FLINT, Michigan -- Last year, when Flint native Jenifer Veloso was working as a nurse in a COVID-19 ICU unit in Ann Arbor, she -- like many frontline workers -- found herself struggling to cope with unbearable amounts of trauma, death, pain, and stress. To manage, she turned to her passion -- telling stories through photos.
“I was having a terrible experience, and then also hearing people (outside of the hospital) say COVID isn’t real or it’s exaggerated,” said Veloso, who grew up in a home near Flushing Road and Chevrolet Avenue. “I thought sharing the stories of frontline workers would help me get through it and also show people what was happening.”

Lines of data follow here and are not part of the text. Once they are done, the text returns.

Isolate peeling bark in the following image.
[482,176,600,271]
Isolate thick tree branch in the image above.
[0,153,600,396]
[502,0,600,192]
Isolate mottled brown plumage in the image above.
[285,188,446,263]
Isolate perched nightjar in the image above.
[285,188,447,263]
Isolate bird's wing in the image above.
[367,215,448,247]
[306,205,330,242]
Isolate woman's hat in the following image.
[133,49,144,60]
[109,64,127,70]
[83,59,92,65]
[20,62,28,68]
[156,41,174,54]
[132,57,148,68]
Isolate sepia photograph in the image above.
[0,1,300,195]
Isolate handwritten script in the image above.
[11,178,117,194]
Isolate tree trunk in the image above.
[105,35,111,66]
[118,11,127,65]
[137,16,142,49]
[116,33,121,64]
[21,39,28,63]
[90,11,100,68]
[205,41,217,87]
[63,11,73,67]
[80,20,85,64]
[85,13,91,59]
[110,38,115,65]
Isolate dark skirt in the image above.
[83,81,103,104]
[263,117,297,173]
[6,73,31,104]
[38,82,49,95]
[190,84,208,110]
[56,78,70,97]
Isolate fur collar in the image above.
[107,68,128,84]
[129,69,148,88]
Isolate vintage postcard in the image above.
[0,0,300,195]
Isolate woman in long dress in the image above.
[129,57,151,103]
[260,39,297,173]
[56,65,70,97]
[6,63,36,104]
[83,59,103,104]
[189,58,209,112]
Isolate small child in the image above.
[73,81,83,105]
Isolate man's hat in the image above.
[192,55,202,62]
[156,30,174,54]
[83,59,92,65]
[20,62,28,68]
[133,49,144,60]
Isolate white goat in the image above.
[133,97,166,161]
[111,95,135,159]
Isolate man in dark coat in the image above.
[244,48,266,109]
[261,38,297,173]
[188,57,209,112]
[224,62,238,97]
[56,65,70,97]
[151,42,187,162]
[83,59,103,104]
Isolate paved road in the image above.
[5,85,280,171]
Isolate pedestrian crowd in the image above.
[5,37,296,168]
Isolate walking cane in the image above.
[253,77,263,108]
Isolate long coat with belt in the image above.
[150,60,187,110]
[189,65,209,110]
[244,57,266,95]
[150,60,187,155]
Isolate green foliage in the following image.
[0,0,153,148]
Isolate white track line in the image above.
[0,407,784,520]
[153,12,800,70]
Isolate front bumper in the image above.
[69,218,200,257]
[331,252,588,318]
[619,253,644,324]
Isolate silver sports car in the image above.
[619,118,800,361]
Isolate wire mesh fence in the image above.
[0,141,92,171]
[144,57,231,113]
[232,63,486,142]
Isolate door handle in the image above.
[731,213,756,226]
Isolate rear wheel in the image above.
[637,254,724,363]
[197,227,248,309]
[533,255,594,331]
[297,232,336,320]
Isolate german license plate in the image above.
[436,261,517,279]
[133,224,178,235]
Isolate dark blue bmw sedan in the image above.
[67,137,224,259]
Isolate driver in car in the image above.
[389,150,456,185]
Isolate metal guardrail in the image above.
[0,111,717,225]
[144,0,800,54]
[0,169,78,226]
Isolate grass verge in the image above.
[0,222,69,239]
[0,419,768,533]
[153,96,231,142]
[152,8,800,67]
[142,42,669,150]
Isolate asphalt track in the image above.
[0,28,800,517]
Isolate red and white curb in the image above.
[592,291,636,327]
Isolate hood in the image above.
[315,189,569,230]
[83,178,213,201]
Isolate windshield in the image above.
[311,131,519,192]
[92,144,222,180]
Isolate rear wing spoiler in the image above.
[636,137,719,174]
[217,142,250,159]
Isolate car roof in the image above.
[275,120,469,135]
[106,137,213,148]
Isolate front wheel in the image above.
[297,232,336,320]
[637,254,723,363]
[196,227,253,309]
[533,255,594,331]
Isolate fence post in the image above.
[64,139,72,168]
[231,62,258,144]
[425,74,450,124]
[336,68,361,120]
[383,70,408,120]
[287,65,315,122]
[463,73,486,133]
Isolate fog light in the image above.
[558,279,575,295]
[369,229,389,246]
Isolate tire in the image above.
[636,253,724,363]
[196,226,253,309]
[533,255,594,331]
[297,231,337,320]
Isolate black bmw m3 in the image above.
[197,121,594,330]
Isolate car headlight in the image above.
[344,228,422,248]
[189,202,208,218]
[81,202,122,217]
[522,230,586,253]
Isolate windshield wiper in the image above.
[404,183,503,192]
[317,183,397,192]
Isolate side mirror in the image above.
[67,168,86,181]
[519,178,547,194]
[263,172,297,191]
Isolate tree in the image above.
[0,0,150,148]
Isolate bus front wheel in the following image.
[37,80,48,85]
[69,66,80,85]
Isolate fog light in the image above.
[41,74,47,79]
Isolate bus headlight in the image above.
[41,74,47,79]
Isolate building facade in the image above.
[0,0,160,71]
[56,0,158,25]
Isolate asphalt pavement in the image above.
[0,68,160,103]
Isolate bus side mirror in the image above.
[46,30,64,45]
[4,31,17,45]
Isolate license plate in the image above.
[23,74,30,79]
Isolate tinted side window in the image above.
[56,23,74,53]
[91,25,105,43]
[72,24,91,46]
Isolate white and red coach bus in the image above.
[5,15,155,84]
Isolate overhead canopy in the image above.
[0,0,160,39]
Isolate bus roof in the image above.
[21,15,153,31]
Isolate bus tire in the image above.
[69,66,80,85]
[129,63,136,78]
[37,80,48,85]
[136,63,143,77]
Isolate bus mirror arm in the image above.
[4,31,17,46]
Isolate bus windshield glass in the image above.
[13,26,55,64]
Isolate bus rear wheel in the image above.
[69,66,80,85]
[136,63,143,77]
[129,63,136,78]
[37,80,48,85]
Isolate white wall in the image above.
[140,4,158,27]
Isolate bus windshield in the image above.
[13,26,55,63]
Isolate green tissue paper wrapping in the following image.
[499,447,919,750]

In March of 2020, she began taking pictures of people in Genesee County dealing with various aspects of the pandemic -- nurses, EMTs and first responders, environmental service workers in hospitals, and police officers. She met up with them before or after shifts, on days off, or even between calls in some cases and photographed them in different parts of Flint.

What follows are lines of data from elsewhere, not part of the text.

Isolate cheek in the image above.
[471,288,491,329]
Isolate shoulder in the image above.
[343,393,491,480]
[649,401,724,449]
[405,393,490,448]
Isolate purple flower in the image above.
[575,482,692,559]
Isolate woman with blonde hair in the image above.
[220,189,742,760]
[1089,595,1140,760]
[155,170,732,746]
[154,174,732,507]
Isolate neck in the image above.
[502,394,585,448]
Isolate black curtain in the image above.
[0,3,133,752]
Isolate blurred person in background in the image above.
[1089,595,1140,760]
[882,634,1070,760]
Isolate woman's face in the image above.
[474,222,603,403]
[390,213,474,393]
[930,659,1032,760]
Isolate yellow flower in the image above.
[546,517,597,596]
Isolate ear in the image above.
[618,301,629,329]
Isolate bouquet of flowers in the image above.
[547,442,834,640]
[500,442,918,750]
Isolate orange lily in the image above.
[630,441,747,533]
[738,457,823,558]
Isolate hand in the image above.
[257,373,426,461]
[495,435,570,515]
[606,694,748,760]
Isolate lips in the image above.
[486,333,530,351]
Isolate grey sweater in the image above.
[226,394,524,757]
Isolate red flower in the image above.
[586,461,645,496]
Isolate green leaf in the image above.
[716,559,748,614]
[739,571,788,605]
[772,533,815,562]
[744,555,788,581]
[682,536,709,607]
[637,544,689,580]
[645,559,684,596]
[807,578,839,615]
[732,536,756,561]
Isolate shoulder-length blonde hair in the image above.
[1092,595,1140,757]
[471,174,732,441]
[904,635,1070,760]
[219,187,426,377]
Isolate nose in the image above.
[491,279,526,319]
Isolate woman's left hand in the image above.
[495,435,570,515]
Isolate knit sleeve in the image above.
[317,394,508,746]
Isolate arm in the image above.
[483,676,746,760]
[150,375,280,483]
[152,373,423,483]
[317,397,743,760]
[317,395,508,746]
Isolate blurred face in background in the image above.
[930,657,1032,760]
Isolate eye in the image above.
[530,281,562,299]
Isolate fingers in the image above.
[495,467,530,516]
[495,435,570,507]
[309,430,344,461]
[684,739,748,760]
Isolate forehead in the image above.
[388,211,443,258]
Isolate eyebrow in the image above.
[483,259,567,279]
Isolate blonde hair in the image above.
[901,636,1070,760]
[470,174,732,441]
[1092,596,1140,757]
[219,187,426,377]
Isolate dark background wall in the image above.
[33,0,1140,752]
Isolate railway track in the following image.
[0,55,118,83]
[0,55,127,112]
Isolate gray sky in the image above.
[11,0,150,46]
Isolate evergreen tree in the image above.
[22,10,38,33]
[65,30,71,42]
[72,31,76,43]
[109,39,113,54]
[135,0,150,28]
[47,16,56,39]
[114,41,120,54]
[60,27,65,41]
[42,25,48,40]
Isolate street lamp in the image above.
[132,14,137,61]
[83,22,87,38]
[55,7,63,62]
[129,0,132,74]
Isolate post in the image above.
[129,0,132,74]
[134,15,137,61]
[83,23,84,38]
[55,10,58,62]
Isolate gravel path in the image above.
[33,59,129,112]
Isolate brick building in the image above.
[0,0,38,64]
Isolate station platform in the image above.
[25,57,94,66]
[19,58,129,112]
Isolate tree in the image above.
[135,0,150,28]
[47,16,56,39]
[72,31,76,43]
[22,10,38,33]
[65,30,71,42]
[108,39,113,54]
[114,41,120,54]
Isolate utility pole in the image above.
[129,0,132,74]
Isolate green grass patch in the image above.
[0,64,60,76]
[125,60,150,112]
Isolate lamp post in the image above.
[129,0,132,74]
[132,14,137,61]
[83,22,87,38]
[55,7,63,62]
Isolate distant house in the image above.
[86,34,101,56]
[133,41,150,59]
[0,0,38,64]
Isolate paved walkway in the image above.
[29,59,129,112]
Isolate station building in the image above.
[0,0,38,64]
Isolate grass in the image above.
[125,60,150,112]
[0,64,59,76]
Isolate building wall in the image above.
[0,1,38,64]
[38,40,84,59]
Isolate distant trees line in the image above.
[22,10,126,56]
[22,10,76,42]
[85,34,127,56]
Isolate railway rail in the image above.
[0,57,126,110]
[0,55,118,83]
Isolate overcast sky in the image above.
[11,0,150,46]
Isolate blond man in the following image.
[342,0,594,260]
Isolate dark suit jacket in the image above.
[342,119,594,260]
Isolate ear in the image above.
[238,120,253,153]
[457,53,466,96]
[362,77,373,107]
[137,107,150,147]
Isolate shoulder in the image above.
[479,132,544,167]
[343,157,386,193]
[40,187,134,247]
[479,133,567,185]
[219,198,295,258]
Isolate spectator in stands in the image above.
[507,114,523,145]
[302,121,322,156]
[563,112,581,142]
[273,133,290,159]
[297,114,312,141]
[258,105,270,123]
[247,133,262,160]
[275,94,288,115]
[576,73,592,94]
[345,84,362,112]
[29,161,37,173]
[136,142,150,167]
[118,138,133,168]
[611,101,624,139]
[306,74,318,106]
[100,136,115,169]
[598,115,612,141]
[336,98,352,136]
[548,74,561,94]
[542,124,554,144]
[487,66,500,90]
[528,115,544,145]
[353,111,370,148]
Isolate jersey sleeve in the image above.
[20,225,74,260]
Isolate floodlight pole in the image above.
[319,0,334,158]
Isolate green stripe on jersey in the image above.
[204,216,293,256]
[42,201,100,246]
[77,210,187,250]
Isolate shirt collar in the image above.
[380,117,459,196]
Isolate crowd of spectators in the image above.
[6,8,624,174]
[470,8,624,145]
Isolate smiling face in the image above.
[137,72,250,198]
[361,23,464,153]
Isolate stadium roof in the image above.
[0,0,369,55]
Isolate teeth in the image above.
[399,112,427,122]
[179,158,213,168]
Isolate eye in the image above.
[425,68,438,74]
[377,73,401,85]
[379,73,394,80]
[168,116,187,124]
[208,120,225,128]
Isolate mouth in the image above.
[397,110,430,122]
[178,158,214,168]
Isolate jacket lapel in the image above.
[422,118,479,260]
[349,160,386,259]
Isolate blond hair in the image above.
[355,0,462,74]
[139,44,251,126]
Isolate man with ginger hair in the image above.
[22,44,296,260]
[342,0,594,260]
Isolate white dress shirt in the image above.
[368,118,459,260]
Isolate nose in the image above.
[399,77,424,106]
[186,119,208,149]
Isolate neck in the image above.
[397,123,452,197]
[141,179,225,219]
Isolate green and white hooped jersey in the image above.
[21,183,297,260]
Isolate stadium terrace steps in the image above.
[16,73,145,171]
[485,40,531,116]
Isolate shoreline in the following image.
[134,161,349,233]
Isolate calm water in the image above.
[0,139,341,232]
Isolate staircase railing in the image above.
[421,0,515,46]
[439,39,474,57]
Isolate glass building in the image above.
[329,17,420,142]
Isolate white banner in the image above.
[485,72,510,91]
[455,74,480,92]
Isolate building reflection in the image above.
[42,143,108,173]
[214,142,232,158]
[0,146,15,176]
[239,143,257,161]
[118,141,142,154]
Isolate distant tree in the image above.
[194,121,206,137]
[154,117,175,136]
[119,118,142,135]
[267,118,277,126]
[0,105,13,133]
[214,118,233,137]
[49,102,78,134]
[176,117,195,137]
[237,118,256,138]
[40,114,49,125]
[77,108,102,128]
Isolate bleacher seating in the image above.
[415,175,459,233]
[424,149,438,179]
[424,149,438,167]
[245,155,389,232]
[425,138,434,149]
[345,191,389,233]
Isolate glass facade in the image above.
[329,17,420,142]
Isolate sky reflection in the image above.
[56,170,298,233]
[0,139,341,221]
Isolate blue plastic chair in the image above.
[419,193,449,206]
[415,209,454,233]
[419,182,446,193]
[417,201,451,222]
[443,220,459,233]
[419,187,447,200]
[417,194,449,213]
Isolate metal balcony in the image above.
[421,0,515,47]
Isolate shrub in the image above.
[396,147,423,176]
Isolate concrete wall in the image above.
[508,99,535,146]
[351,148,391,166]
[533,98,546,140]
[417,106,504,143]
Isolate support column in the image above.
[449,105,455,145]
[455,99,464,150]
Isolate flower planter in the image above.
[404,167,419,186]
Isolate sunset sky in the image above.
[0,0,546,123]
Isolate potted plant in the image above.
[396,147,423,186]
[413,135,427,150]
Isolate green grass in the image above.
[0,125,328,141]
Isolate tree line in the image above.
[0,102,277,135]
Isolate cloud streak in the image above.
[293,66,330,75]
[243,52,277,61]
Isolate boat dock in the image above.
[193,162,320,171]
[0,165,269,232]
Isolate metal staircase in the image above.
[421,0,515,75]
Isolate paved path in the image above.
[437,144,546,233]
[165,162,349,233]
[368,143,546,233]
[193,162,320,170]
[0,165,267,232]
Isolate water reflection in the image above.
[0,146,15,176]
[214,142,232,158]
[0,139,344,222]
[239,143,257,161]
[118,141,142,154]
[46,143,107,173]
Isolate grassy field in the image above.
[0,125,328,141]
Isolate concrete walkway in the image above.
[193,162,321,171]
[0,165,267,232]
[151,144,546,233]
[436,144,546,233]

“I wanted to photograph them in the places where patients were coming from,” she said.
Over the course of approximately two months, she took photos, interviewed people, and shared images and stories on her website and Instagram page. A hashtag she used on her Instagram posts caught the attention of Meghan Horvath from StoryLab, a research institute at Anglia Ruskin University in the United Kingdom. StoryLab had begun putting together a digital archive aimed at collecting stories from healthcare professionals from all over the world working through the pandemic. Horvath came across Veloso’s photos and wanted to use them in the project.
Eventually, that project morphed into a documentary that Veloso’s work will be a part of. Veloso was a panelist during a talk on March 9 promoting the documentary entitled, “Covid Through A Creative Lens: How Have Healthcare Workers Used Creative Expression to Make Meaning Of Their Worlds?” The virtual event featured clips from the project and several collaborators from around the world, including Veloso, talking about their work.
“It didn’t feel like real life (when asked to participate),” Veloso said.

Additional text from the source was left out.